After three knocks, and without consent, the door to her room opened.
“Monique, what are you doing in here? I have to leave for my shift in a half hour and I want to spend time with you before I go. You know that.”
Monique took a deep breath and wordlessly handed her mom the letter. She watched as she opened it and read, her hand slowly coming up to her mouth as she came to the part about the amount Monique had won.
“This… This is…” her mom stuttered.
“A scholarship award.”
They met eyes. “This is a lot of money.”
“Not everything I need, but a good amount. Yes.”
“I thought you had given up on college,” she breathed. “I thought we agreed you wouldn’t pursue it.”
Monique shrugged. “I applied anyway. My science teacher insisted that I at least try for this scholarship because he believed in me.”
Something like pain scrunched her mother’s face. “I always knew you were smart. I just… I didn’t want you to put yourself out there and get rejected.” She pressed her lips firmly together, and whispered, “I’m so unbelievably proud of you.”
“What?” Monique asked in shock.
“I’m proud of you,” she said louder.
“I thought you’d be mad, and–“
“No! Not mad. Proud. And this school isn’t far from here.
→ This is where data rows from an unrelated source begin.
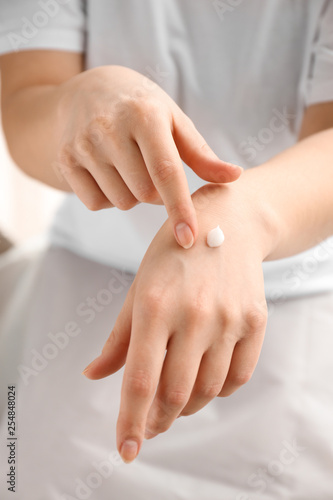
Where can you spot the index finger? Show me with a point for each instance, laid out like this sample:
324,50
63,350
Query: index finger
166,170
141,376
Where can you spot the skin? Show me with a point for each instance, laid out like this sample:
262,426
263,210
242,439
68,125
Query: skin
193,322
109,134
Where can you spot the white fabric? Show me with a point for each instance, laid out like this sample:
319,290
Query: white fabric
242,71
271,440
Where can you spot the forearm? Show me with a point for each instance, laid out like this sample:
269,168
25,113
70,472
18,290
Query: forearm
297,185
32,127
287,202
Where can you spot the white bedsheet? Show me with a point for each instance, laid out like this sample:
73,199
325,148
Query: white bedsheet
272,440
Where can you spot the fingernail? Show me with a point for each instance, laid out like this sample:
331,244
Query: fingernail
184,235
129,451
149,434
90,366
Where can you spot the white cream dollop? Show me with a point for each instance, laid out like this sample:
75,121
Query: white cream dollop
215,237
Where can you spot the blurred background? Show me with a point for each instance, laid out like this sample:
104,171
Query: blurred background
26,205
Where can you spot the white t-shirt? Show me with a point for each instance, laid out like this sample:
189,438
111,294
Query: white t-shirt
242,71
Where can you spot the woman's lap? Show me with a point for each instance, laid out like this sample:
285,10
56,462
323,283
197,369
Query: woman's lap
270,440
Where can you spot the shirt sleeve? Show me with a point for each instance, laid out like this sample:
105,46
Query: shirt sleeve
319,85
42,24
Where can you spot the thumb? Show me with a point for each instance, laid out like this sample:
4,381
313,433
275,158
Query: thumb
196,153
114,352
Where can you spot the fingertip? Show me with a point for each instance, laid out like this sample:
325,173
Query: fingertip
129,450
184,235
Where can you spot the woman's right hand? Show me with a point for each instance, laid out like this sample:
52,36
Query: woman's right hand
122,143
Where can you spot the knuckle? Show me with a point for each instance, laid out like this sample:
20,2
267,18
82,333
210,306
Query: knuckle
140,384
255,319
229,317
208,391
83,145
164,170
240,378
175,399
182,210
154,300
95,202
146,192
145,106
125,203
104,122
66,159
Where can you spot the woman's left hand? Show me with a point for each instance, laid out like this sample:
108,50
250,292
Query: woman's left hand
193,322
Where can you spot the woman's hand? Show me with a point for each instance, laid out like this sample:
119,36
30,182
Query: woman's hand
193,322
123,141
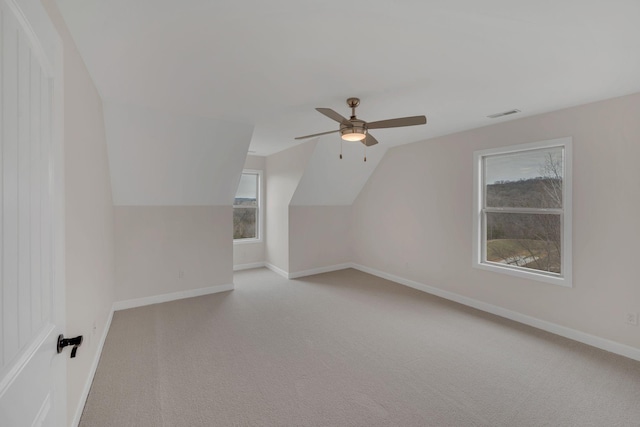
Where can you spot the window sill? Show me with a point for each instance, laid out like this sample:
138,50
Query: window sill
531,275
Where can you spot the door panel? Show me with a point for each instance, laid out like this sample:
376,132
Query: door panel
32,375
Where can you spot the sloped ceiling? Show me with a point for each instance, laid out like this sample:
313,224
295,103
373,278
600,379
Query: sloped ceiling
266,65
331,181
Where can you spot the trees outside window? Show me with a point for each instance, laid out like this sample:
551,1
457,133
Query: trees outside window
523,204
246,207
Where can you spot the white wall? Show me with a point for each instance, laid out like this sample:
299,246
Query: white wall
90,260
164,159
319,237
283,173
413,218
155,243
331,181
248,254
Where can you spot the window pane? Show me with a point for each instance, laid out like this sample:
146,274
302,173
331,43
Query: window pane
244,223
247,193
527,179
524,240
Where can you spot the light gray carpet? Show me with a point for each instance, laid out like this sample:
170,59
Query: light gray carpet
348,349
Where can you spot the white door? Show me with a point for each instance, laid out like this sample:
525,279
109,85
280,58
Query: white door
32,374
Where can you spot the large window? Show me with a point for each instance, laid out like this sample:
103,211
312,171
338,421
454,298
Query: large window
247,208
522,219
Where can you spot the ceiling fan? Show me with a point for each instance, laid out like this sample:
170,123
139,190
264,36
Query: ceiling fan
354,129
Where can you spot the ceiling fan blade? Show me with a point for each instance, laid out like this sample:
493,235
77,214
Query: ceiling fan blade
317,134
369,140
395,123
333,115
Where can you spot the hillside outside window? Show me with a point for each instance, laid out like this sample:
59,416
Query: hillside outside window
522,221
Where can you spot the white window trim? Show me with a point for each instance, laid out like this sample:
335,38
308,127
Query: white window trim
260,210
566,278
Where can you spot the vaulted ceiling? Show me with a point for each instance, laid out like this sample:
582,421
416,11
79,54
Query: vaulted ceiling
264,66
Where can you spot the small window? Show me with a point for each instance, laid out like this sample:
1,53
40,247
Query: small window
247,208
522,220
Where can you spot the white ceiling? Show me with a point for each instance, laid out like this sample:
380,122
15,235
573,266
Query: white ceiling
268,64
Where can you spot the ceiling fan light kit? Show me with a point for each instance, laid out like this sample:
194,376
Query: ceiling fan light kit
354,129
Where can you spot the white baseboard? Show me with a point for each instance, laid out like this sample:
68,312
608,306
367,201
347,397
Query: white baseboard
92,372
156,299
592,340
277,270
248,266
327,269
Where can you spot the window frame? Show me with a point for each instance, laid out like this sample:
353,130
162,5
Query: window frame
479,214
258,207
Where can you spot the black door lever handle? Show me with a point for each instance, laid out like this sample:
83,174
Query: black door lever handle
75,342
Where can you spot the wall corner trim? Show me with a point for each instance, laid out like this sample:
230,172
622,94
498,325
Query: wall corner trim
250,266
563,331
156,299
94,366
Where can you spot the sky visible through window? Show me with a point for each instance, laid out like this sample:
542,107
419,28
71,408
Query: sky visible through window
518,166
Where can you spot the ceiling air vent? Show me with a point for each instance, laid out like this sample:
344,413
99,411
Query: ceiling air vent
506,113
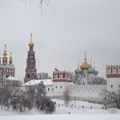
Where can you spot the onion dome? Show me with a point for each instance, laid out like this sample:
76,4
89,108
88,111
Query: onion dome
85,65
31,44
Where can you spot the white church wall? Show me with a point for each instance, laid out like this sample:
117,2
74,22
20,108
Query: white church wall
113,84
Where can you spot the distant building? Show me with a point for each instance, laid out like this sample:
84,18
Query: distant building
85,74
13,81
30,71
6,66
113,78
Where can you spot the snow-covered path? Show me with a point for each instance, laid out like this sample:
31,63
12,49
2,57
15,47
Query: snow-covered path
61,117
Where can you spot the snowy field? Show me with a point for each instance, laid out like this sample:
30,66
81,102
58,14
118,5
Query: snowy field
76,110
61,117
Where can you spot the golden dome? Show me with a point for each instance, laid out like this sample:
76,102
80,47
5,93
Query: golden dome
31,44
85,65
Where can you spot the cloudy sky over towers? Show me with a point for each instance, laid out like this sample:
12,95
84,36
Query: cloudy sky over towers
62,31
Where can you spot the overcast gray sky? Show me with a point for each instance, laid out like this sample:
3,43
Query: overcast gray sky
61,34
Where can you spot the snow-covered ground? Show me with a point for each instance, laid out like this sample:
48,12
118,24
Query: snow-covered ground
76,110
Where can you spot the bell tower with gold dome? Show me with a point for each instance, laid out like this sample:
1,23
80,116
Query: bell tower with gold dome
6,66
30,72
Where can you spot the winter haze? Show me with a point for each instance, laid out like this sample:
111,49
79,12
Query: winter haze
62,31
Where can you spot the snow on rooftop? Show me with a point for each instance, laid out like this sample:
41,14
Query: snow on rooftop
12,78
35,82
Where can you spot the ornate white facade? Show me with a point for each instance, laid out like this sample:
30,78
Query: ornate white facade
113,78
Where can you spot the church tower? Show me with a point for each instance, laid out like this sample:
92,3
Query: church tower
30,72
7,68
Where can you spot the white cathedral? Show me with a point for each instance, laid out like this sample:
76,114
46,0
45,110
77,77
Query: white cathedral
83,84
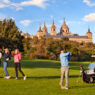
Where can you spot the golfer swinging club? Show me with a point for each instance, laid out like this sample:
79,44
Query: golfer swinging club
64,57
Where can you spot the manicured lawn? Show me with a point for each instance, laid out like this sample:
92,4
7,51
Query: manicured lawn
43,79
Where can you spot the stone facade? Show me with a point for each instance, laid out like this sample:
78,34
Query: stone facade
64,32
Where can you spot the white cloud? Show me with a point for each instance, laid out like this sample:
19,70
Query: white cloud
39,3
89,3
89,17
25,22
70,22
20,5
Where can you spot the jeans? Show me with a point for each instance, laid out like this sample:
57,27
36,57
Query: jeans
5,64
18,67
64,72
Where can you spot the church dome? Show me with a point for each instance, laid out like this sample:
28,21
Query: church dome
64,26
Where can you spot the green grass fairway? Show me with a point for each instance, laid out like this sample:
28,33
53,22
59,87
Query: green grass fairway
43,78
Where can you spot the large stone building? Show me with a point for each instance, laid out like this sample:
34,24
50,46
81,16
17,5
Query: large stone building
64,32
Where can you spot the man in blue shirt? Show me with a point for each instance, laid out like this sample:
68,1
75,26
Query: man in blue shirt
64,57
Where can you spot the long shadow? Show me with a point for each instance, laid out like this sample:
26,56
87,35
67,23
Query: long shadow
82,86
48,64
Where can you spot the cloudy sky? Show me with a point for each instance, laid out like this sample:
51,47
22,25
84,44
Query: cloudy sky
29,14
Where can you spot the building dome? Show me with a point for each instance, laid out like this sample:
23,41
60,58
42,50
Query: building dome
64,26
40,30
53,29
53,25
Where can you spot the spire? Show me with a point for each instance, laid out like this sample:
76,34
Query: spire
44,24
88,29
64,22
53,21
40,30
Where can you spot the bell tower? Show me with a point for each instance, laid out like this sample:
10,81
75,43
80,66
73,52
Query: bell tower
53,29
45,30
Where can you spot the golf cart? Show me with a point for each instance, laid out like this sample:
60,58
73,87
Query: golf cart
88,76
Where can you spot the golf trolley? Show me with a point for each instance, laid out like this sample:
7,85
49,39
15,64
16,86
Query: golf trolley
88,76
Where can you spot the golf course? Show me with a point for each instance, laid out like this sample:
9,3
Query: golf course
43,78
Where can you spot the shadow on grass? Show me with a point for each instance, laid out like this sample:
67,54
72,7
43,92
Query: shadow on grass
48,64
83,86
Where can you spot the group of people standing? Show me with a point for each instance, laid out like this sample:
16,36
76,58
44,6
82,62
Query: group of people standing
7,56
64,58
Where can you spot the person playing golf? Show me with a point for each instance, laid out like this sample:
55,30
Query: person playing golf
64,57
7,57
0,55
17,59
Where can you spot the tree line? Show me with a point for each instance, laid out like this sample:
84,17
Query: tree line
43,48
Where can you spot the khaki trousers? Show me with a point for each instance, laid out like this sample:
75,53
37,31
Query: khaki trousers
64,73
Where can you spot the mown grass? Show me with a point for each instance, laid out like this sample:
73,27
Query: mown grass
43,78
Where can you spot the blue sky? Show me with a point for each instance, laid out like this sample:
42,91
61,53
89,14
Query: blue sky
29,14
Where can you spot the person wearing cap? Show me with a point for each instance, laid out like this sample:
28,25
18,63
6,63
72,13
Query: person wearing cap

If you want, I’m sure I can get you a flexible job at the restaurant to help pay for your tuition, and you can live at home so you don’t have to pay for a dorm or apartment, and–“
Monique threw herself into her mom’s arms and sobbed. She cried out of sadness for thinking the worst of her mom and out of happiness that she was wrong. This was the best possible outcome. The best end of an era of hopelessness. The best beginning of the rest of her life.